Update for landlords – tax planning in uncertain times
Since the outbreak of the Coronavirus pandemic, the Government has introduced a large variety of measures to help support individuals and businesses respond to the resultant financial impacts.
Numerous grants, loan arrangements and payment deferral schemes have been introduced with additional measures being announced in response to changing lockdown restrictions.
Much of the Government support for businesses has been targeted towards specific sectors and, to date, no targeted support has been introduced to assist residential property landlords who are adversely affected by the pandemic.
However, there are some general financial support measures available and some pertinent tax planning opportunities that may be appropriate.
- Landlords may be able to apply to their mortgage provider for a 3-month payment holiday.
- Those adversely affected by coronavirus were able to defer their July 2020 self-assessment tax payment by 6 months to 31 January 2021.
HMRC have now announced that where the total payment due on 31 January 2021 does not exceed £30,000, taxpayers can apply for an online instalment plan to pay the liability monthly over a period of up to 12 months. However, interest charges will still apply and the plan needs to be set up no later than 60 days after the tax due date.
- The phased removal of marginal rate tax relief on mortgage interest and other finance charges ended on 5 April 2020. Qualifying expenditure will now only receive basic rate tax relief.
- Landlords should therefore take account of the tax relief available when making decisions in relation to new or ongoing funding. It is also important to consider the adverse effect that these changes can have on other allowances including Child Benefit entitlement.
- Landlords will need to review the level of their costs on an annual basis to establish whether they can reduce their overall tax liability by electing to use the £1,000 property allowance.

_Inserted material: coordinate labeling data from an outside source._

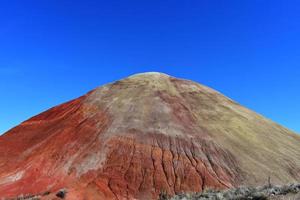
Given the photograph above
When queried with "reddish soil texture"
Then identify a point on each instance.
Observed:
(82, 147)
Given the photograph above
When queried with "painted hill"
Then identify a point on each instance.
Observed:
(142, 135)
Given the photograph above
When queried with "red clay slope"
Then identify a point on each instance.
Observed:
(142, 135)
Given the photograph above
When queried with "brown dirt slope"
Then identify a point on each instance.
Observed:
(142, 135)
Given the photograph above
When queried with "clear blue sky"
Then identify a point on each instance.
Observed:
(53, 51)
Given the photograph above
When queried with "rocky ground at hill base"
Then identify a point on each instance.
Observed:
(268, 192)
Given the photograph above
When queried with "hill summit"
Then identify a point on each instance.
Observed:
(142, 135)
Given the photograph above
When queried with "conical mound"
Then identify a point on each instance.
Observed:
(142, 135)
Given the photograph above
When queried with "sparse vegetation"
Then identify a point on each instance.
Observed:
(267, 192)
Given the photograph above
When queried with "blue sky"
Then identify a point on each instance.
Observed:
(53, 51)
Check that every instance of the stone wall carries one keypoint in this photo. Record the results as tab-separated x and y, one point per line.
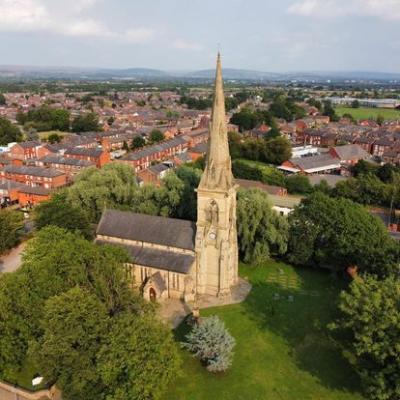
9	392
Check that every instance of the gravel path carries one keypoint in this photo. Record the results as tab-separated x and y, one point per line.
12	261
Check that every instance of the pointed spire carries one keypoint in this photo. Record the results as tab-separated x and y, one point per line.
218	173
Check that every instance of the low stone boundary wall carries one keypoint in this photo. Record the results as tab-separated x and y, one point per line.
10	392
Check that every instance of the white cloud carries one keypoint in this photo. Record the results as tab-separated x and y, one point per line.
16	15
384	9
181	44
39	16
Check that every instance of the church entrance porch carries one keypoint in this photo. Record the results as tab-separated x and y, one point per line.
152	295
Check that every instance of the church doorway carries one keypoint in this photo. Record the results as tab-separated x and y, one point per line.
152	295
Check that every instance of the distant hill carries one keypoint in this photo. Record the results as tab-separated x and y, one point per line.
232	73
30	72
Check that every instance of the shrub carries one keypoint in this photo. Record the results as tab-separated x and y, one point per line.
210	342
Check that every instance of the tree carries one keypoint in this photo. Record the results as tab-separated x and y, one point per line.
61	120
9	132
261	231
11	225
277	150
370	327
74	326
329	111
245	120
94	189
60	212
138	142
86	123
45	118
125	146
299	184
210	342
138	359
337	233
380	119
66	260
156	136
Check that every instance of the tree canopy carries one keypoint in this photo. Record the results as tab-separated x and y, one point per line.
9	132
86	324
369	325
11	224
86	123
337	233
261	231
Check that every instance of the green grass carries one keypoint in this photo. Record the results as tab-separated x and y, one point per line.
368	113
23	378
283	349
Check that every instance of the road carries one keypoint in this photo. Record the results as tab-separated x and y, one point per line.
12	261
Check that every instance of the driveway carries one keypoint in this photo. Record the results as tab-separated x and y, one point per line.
11	261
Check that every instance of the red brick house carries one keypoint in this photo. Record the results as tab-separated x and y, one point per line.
144	157
30	196
99	157
28	150
47	178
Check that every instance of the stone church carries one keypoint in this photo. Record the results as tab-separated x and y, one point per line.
178	259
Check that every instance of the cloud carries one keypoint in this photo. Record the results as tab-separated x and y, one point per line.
37	16
181	44
383	9
16	15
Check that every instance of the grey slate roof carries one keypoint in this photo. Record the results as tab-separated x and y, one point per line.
81	151
33	171
65	161
319	161
351	151
160	259
148	228
147	151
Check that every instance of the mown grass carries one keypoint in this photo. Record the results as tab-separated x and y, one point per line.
369	113
283	349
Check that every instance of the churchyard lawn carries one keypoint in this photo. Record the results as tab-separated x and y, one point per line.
283	349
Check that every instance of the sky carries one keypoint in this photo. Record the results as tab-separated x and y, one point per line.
265	35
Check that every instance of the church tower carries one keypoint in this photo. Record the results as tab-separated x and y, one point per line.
216	238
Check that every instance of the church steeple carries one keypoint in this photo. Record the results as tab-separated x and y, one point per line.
218	173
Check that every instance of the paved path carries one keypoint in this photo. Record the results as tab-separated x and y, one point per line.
173	311
12	261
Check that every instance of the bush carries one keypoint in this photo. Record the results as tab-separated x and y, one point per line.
298	184
212	344
11	224
369	324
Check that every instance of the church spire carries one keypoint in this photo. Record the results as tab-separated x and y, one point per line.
218	170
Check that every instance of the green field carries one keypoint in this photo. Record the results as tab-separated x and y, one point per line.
283	348
369	113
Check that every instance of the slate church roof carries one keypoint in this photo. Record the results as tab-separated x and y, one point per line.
155	258
163	231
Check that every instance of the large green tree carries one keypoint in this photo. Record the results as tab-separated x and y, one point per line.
86	123
60	212
74	327
262	232
337	233
11	224
370	326
112	186
138	359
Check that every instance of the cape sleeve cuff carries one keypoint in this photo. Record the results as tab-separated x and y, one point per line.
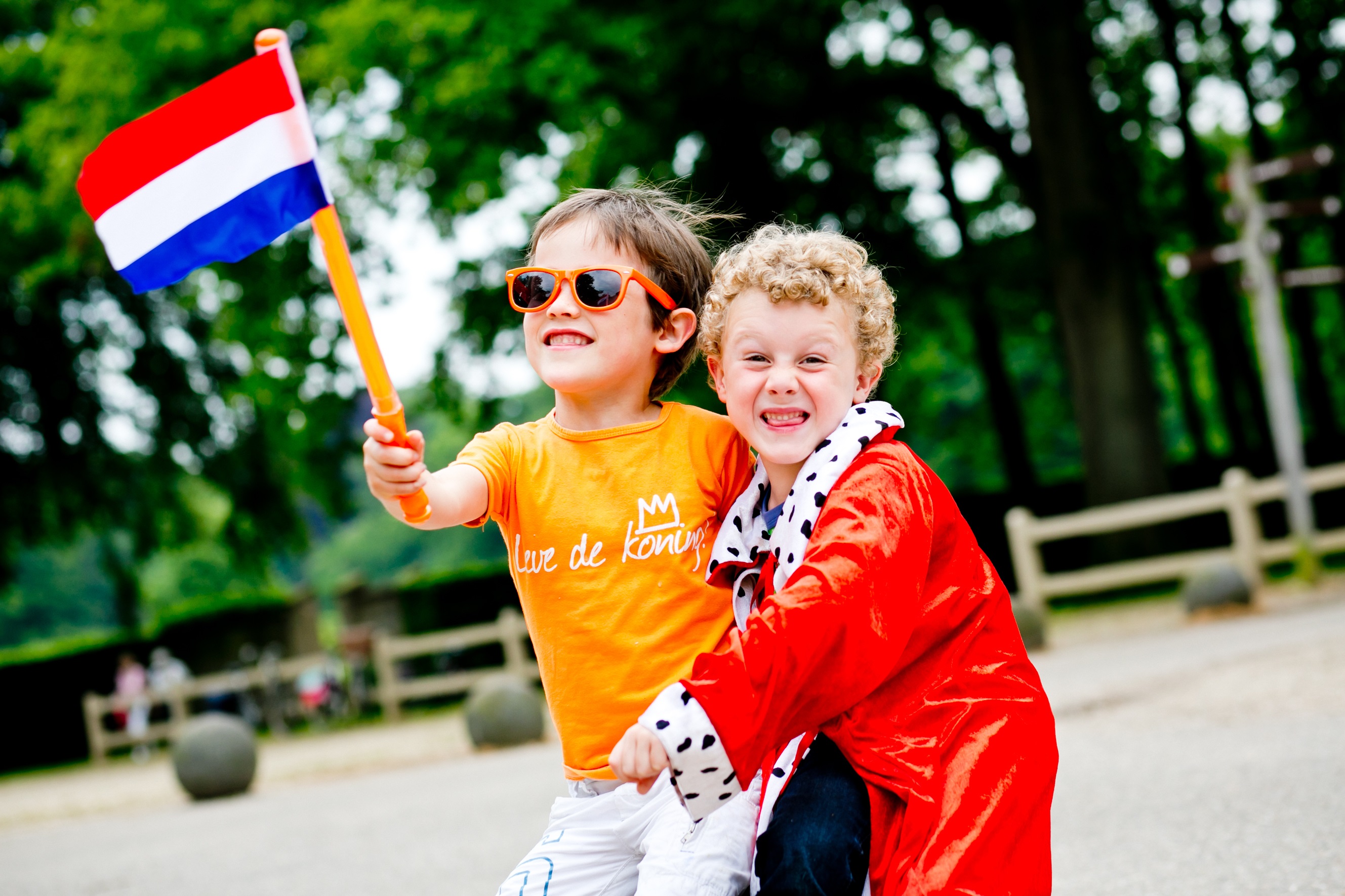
701	772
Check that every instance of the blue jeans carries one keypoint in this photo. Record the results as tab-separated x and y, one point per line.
818	839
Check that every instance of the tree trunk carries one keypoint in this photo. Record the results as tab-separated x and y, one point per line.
1005	409
1241	399
1092	273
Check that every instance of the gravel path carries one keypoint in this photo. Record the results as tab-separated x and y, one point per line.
1206	759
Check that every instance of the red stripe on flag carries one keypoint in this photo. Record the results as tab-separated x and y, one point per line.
135	154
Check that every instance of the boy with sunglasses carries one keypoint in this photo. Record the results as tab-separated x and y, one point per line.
609	507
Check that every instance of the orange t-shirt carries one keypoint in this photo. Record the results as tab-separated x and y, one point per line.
608	536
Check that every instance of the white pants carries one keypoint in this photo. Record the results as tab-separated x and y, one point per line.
623	844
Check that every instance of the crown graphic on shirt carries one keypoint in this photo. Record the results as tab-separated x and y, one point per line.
658	514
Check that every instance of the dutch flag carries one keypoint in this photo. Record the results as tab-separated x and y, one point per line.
212	177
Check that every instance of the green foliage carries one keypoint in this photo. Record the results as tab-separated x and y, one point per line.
212	425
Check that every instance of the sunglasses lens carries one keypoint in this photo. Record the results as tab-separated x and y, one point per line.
598	288
532	289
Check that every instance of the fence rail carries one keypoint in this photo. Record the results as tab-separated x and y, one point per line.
178	700
1238	496
508	630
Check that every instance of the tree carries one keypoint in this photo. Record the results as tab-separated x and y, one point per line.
116	399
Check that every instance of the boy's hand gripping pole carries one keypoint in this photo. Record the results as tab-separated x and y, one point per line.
388	406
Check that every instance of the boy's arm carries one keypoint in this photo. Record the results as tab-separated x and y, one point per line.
457	493
814	649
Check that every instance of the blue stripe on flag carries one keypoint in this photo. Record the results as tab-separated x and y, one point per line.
233	232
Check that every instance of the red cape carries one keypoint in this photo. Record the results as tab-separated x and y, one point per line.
898	640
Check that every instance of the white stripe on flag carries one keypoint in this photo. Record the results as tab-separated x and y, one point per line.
203	183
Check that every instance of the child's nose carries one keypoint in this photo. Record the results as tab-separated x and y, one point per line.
782	383
565	304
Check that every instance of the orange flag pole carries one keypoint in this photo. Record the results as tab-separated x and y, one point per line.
388	405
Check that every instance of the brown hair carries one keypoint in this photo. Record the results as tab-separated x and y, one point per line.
806	265
668	235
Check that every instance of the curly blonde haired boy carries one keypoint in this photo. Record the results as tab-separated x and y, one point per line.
791	263
876	679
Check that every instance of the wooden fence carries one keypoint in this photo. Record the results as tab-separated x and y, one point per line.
508	630
178	702
1238	496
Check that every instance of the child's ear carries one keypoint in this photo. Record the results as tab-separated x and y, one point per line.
717	376
865	382
674	332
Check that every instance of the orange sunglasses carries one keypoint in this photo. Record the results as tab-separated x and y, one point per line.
598	289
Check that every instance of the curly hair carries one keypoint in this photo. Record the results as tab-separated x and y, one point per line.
798	264
665	233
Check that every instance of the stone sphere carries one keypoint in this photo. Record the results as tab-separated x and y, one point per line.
1032	625
504	711
214	755
1215	586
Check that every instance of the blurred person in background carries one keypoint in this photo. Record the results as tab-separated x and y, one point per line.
167	671
132	703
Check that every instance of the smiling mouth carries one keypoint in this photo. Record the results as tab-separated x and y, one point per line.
785	418
566	339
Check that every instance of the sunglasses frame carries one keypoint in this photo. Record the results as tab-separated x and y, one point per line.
656	292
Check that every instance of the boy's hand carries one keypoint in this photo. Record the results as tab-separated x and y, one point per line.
638	757
393	472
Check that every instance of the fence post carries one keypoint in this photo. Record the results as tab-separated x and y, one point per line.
511	637
1027	559
386	669
177	711
1243	524
93	729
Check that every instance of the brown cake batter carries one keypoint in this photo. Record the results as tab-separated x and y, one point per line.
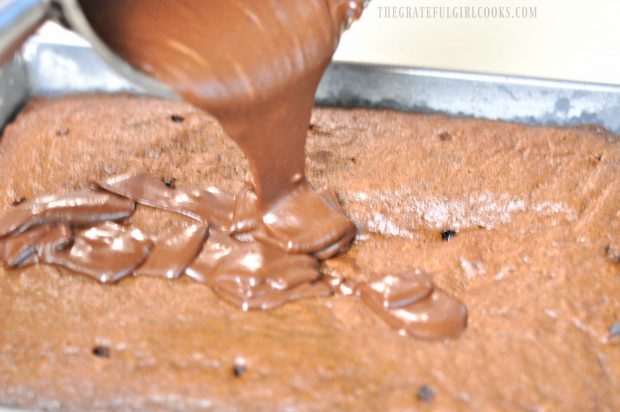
254	65
530	220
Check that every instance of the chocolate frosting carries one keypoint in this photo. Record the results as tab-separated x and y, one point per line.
210	205
173	253
248	273
107	252
82	208
255	66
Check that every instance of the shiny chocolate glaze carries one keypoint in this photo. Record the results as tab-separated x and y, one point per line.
239	265
255	65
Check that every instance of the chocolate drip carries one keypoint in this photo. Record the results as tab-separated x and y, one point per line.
253	275
82	208
410	303
20	249
255	65
210	205
250	275
172	254
107	252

- Landlords contemplating buying additional properties may be able to take advantage of the temporary reduction in the rates of SDLT for properties purchased on or before 31 March 2021.
- Landlords who are considering transferring properties to others (including trusts) may wish to consider whether now would be an appropriate time to implement such planning. It may be that the current market value and therefore associated tax liabilities are lower.
- In appropriate circumstances, the transfer of property ownership (or a transfer into joint names) can achieve a significant reduction in the levels of Income Tax due on profits and Capital Gains Tax due on sales. Similarly, married couples should review the split of the underlying beneficial ownership of jointly owned property.
- Landlords should be aware that with effect from 6 April 2020, sales of UK residential property need to be reported to HMRC within 30 days and the associated Capital Gains Tax paid.
- Finally, landlords who are likely to see their profits reduced, may wish to consider their overall financial affairs to ensure that any tax savings that can be achieved due to a reduction in their marginal rates of tax are actioned.